On Mon, 6 May 2002, Garrett Wollman wrote:
> <<On Mon, 6 May 2002 17:26:20 -0500 (CDT), Mike Silbersack <[EMAIL PROTECTED]> said:
>
> > Is doing this wise? I have this nagging feeling that randomizing (or
> > zeroing on each new connection) the timestamp would degrade its usefulness
> > for PAWS checks and the like. (Don't ask me how, I haven't thought it
> > through fully.)
>
> I don't think so, because the timestamps, as currently specified, are
> only meaningful within the context of a single connection. See
> sections 1.2, 4.3, and 4.2 of RFC 1323. The PAWS mechanism requires
> only that timestamps used by each connection be monotone increasing
> with respect to Sequence Number Arithmetic.
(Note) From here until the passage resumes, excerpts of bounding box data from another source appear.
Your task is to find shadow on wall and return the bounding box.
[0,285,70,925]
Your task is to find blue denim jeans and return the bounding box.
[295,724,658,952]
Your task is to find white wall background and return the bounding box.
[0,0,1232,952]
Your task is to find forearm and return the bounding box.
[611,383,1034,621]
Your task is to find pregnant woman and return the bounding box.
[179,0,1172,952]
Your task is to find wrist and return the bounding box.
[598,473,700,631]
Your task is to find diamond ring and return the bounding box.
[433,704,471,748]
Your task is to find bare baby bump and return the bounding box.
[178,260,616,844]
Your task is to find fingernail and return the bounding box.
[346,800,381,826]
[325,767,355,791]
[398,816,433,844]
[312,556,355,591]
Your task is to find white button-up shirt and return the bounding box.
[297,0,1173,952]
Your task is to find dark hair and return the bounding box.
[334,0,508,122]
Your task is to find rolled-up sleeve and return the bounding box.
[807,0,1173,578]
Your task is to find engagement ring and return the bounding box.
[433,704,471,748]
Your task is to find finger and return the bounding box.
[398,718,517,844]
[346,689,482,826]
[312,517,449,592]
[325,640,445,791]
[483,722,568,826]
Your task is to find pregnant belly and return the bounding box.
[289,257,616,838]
RFC 1323 does require
> (section 4.2.2) that the clock be between 1 ms and 1 s in period,
> which I think we already violate on some platforms, although not
> seriously; there probably should be a pre-computed (global) scaling
> factor as well.
>
> -GAWollman
I looked over both our and Linux's tcp stack to double-check, and it
appears that my memory was faulty. You are correct, no PAWS checks are
done during TIME_WAIT recycling. Initializing to zero is probably the
best idea; getting fancy with random starts doesn't really help anything.